Brushing off my urge to defend Armonk, I concentrate instead on my final choices of Axiom equipment. I decide on a pair of tiny pinchers, red threads, sample syringes, matches, test containers, spinning devices, a box of beakers and tiny collection jars. A holo tablet too. There’s one for each of us! I’ve never had access to one at home, and I’m not even sure how to use it. Last, I choose an array of oils of unknown contents. I’ll figure out what these are and why Axiom thought to deliver them. It shouldn’t take long. My specialty is mixing compounds, and most do need some type of lubricant base. Who knows exactly what kind I’ll get from Fireseed, but my set of tools look professional, lined up on the table in front of me with my nametag claiming them.

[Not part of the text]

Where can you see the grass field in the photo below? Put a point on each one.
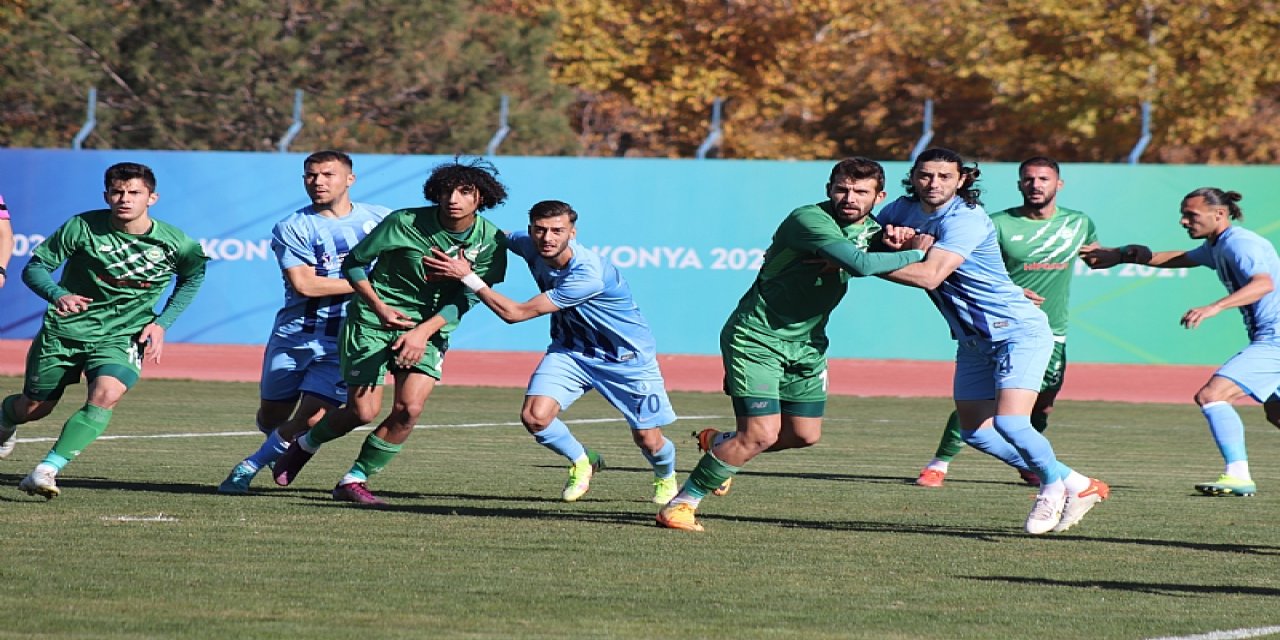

Bea and Vesper are sharing a table, Blane and Jan, Armonk and Thorn. I’m stuck with Radius, who moves as far from me as he can. As Radius and I organize our materials we shoot off wary side-glances as if to say, don’t even think about figuring out my angle.
With a pronounced click, the project room door opens, and Armonk walks back in. His expression’s determined, and he says nothing more about returning home empty-handed.
Jan raises his hands in a pantomime of a baby at a bottle and makes sucking noises. Only Vesper laughs.